We have constructed several algorithms to clean the data prior the construction of the Vietoris-Rips complexes. The images bellow show the effect of those algorithms on the Mahalanobis metric: subsampling (left), colliding close enough data points (centre), and setting the distance of adjacent data points to zero (right).
Topological Data Analysis is interested in problems relating to nonlinear systems, large scale data and development of more accurate models, having a large impact on: social media, robotics, natural image statistics, and cancer research. Essentially it applies the qualitative methods of topology to problems of machine learning, data mining and computer vision.
In particular, persistent homology is an area of mathematics interested in identifying a global structure by inferring high-dimensional structure from low-dimensional representations and studying properties of a often continuous space by the analysis of a discrete sample of it, assembling discrete points into global structure. When considering a notion of distance on the space, one gets a perspective of the space under different scales, where small features will eventually disappear. Persistence allows us to compute the homology at all scales, thereby giving us the ability to find ranges of scales where the structure of the space is stable. The figure below indicates the relation between the construction of the simplex and a certain lifetime of its elements.

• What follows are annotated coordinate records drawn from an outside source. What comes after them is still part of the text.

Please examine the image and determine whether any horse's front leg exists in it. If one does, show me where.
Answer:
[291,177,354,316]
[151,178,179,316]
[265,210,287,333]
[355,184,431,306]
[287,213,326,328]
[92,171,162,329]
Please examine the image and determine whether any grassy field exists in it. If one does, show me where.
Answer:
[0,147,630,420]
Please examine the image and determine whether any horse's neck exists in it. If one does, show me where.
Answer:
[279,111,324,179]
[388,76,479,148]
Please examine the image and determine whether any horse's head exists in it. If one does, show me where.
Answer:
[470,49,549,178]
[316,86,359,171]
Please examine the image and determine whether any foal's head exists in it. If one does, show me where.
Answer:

Techniques of persistence can be used to infer topological structure in data sets while certain variations on the method can be applied to study aspects of the shape of point clouds. By considering all possible scales, one can infer the correct scale at which to look at the point cloud simply by looking for scales where the persistent homology is stable. Multi-scale methods are thus enable to study the topology of point clouds as a route for approximating topological features of an unobservable geometric object generating samples. For these reasons, barcodes seen as multi-scale signatures are of great importance to the application of this research to the development of new techniques in machine learning. These barcodes can be encoded within pairs of numbers represented in the quarter plane, indicating birth and death time of a certain topological feature of the data: persistence diagrams. Much of the applications within the recent research require manipulation and comparison of persistence diagrams. In the following figure we present the persistence diagrams for the original data regarding dimension 0 (left), dimension 1 (centre), and dimension 2 (right).

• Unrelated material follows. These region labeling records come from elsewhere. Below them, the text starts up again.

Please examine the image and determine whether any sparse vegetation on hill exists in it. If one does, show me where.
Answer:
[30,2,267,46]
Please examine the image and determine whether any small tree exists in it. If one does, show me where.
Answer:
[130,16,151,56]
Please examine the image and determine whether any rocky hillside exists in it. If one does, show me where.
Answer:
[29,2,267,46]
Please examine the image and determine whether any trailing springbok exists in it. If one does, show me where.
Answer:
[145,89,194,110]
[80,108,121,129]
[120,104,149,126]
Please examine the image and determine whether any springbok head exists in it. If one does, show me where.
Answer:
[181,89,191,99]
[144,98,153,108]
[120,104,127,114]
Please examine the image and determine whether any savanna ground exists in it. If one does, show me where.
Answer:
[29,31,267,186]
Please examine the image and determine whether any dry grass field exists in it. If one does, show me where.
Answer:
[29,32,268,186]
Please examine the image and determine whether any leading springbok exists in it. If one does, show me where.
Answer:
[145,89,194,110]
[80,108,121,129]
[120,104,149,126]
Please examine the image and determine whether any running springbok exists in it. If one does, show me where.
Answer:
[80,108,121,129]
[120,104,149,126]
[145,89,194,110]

We can already see that most of the features that have a death time live in dimension 1, while dimension 2 is mostly populated by features that live forever. In the next figure we now present the persistence diagrams for the subsampled data regarding dimension 0 (left), dimension 1 (centre), and dimension 2 (right).

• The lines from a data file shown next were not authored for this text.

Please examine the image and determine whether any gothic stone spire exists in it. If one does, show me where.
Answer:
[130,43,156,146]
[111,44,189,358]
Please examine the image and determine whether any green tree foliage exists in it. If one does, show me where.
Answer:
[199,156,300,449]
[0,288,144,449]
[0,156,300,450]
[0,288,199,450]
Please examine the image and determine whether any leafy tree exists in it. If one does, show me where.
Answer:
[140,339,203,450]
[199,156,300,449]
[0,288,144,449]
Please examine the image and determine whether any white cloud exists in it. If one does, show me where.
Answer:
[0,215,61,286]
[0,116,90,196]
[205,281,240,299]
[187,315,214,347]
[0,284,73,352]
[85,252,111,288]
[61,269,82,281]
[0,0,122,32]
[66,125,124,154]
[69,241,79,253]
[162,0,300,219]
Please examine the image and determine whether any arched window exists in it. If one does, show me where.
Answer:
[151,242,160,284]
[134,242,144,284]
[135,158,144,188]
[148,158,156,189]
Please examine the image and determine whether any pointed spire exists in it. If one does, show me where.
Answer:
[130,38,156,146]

Topological data analysis is interested in problems relating to nonlinear systems, large scale data and development of more accurate models, that contribute to a high level research. The study of Epidemiology is a great source of problems that focus aspects of such nature. Moreover, persistence can provide such research with high dimension techniques for medical data analysis. In particular, per- sistence diagrams are a clear and practical tool that allows us the detection of outliers and to capture the dynamics of the system. During further reseach we will investigate if those exceptional points evident for the Mahalanobis metric are distinct under other metrics, and learn the appropriate metric such that those outliers are close enough. We shall also use kernels and SVMs on these features, enabling a machine learning approach over this data.